Sen. Tom Coburn (Senate.gov)
Here's how
extremist and intransigent Sen. Tom Coburn (R-OK) is: The short-term FAA and surface transportation bill he's holding up passed the House of Representatives. The John Boehner-led House of Representatives. But the bill is not ideologically pure enough for Coburn, and he's holding it up so that it can't be passed by the Friday night deadline at which the FAA once again shuts down.
Coburn is pointing to a part of the surface transportation bill that he characterizes as wasteful beautification projects:
Coburn read some of the enhancement projects that had been funded with hundreds of thousands of dollars of federal fuel tax money. Among those cited were a museum in Pennsylvania, a Chinatown gateway in California and a squirrel sanctuary in Tennessee. He said states could choose to fund such projects but shouldn't be forced to do so in order to receive their federal road funding.
Let's be clear: The federal bill does not say "you must build a squirrel sanctuary or Chinatown gateway." It offers a number of possible uses for what is after all a very small percentage of the overall bill. The possibilities include bike lanes and bike paths, both of which are important safety enhancements, diversify the travel options commuters and local residents have, encourage clean energy travel and keep bikers from being injured by cars. If states build squirrel sanctuaries—something for which there may be legitimate reasons, though you'd have to ask someone (not me) who doesn't hate squirrels to guess what they might be—that's their choice.
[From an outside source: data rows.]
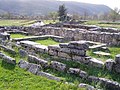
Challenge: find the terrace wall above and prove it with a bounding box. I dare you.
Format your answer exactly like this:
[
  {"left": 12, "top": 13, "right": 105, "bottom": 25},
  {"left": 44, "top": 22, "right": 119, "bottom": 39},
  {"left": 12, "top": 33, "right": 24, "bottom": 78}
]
[{"left": 24, "top": 27, "right": 120, "bottom": 46}]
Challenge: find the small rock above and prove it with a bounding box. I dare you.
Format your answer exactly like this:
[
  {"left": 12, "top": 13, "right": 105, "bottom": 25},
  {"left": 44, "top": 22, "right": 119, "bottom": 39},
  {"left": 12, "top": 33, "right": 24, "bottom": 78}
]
[
  {"left": 68, "top": 68, "right": 80, "bottom": 75},
  {"left": 115, "top": 54, "right": 120, "bottom": 64},
  {"left": 18, "top": 60, "right": 30, "bottom": 70},
  {"left": 51, "top": 61, "right": 66, "bottom": 72},
  {"left": 79, "top": 71, "right": 88, "bottom": 78},
  {"left": 105, "top": 59, "right": 115, "bottom": 71},
  {"left": 19, "top": 49, "right": 28, "bottom": 57},
  {"left": 28, "top": 63, "right": 41, "bottom": 74},
  {"left": 78, "top": 83, "right": 96, "bottom": 90},
  {"left": 37, "top": 71, "right": 61, "bottom": 81}
]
But that's the ground Coburn has chosen to stand on to justify his insistence on shutting down the FAA and putting 4,000 FAA employees and tens of thousands of constructions workers out of a paycheck for however long it takes to get him over his temper tantrum. Politico reports that other Senate Republicans are "increasingly worried" and "pressuring him to relent." But apparently they're not willing to pressure him hard enough to actually make anything happen, and so the FAA is headed for another shutdown.